2.1. Sample preparation

DPPC was purchased from Avanti Polar lipids (Alabaster, AL). The azo­benzene amphiphile 1 was synthesized in accordance with our previously published synthesis route (Reise et al., 2018). The lipids were dissolved in chloro­form (Sigma–Aldrich) at a concentration of 10 mM and mixed at various proportions of DPPC and 1. All following preparation steps were done for the stable trans form of 1. These mixtures were dried to thin films with a BÜCHI Rotavapor R-300 at a bath temperature of 45°C and a pressure of 16 mbar for at least 1 h. These dried films were stored in the fridge at <10°C prior to the measurements. All samples were freshly prepared on the day of the measurements by adding warm Milli-Q water onto the film and then rotating and shaking the solution in a water bath above 45°C until a homogenous solution was formed. Larger lipid lumps were broken up using a vortex mixer and ultrasonic water bath. The hydrated samples were stored in the fridge at the beamline. Right before the measurements, the hydrated solutions were left for 1 h outside of the fridge to reach room temperature. Roti PreMix PBS salt (Carl Roth) (0.14 M NaCl, 2.7 mM KCl, 10 mM phosphate) was initially used as buffer to adjust the pH to 7.4 and later Milli-Q water was added. All measurements were performed no more than 24 h after the sample hydration.

2.2. Isomerization

A custom-made illumination device consisting of a row of three 365 nm LEDs [Nichia, NCSU033B(T)] and three 455 nm LEDs (Osram, LD CQ7P) was used to switch 1 from the trans to the cis isomer and back. Prior UV–Vis measurements on the azo­benzene mimetics revealed that 96% of the molecules switch to the cis and 82% to trans conformation (Warias et al., 2023). Illumination and isomerization of the samples were carried out prior to both the DSC and the temperature-controlled SAXS measurements as the housing and sample holder, respectively, did not allow in situ illumination. The time following illumination between measurements was kept as short as possible to minimize back switching (see Section S1 of the supporting information). For the in situ SAXS measurements at room temperature, the illumination device was mounted above the capillary sample holder at a distance of about 10 cm. At the sample position, fluencies of 2.0 mW cm⁻² for 365 and 455 nm were measured during the first beam time and 1.6 mW cm⁻² during the second.

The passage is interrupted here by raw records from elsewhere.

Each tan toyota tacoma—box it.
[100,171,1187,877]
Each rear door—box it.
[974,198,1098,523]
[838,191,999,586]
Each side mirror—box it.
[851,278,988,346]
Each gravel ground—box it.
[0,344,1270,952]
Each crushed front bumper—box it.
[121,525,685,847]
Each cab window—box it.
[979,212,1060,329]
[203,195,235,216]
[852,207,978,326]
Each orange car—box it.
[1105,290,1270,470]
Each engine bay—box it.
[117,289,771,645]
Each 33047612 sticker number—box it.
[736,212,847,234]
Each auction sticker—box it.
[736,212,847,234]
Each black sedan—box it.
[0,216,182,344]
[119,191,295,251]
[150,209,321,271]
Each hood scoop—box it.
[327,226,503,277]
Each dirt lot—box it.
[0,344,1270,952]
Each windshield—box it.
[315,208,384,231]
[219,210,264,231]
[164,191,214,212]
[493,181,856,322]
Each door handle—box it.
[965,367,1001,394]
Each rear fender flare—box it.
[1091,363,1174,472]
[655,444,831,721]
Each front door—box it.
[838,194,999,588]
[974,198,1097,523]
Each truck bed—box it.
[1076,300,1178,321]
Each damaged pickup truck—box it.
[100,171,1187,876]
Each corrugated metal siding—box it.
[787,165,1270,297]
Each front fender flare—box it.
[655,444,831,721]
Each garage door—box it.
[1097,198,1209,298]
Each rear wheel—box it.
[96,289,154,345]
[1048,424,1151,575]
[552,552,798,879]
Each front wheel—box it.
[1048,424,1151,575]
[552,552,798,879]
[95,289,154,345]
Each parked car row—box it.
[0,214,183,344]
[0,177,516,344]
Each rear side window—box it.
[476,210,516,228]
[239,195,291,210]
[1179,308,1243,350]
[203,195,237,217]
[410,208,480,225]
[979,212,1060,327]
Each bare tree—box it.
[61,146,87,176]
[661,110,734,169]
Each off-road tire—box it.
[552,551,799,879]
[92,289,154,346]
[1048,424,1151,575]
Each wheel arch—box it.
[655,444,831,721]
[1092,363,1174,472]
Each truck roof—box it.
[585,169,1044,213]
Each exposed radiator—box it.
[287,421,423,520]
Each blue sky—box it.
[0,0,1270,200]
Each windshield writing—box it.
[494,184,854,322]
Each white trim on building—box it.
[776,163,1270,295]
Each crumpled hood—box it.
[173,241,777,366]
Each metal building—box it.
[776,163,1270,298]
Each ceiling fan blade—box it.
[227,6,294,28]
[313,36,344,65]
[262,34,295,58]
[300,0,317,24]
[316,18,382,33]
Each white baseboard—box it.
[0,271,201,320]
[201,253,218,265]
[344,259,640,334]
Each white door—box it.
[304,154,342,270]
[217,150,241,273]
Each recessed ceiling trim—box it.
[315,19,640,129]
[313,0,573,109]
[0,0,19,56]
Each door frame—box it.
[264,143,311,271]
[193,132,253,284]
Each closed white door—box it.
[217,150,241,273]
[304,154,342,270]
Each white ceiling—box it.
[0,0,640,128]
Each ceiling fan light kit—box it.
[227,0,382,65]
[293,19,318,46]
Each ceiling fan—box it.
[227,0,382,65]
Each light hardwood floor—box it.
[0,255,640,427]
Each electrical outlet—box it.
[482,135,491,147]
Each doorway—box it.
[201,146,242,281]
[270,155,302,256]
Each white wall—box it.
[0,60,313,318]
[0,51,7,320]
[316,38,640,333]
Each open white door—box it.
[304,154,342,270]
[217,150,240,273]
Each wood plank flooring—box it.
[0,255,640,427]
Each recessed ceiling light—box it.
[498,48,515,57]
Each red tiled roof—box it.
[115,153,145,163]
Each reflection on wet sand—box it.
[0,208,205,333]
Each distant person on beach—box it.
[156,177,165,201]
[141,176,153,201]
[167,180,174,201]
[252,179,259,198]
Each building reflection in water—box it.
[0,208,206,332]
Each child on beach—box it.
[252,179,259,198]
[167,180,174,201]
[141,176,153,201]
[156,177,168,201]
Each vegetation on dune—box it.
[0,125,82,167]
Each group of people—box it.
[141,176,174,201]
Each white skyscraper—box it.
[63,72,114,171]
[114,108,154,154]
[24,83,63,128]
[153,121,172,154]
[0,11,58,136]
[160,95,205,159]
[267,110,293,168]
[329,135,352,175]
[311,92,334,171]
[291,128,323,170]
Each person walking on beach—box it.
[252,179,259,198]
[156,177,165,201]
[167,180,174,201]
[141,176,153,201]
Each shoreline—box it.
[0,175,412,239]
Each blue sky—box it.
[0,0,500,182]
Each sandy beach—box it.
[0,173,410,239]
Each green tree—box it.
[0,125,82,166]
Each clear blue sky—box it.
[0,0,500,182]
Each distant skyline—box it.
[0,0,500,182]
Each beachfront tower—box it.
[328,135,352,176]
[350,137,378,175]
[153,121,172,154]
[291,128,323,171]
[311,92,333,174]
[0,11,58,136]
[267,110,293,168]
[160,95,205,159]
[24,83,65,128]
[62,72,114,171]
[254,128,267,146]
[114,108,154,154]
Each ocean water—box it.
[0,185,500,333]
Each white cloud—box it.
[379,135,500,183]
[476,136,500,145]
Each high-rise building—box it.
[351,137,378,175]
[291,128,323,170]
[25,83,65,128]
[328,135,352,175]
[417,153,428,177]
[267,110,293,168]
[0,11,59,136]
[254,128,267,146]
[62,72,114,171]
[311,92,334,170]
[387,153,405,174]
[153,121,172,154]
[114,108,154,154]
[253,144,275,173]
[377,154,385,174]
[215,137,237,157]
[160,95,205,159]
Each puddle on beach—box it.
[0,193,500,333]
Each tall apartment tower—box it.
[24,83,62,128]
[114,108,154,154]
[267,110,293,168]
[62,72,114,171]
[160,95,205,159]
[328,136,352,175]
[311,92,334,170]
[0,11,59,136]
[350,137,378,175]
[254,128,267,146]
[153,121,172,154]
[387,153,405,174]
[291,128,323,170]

2.3. Differential scanning calorimetry

DSC measurements were carried out at a MicroCal Peaq-DSC (Malvern Panalytical, Northampton, MA) at P08 of PETRA III at DESY. After initial cleaning and reference measurements of pure and buffered Milli-Q water, sample solutions with 1 mM l⁻¹ concentration were studied between 25 and 70°C at a heating rate of 12°C h⁻¹ and a cooling rate of 60°C h⁻¹. The heating and cooling scan was repeated three times. The data were recorded in high-feedback mode.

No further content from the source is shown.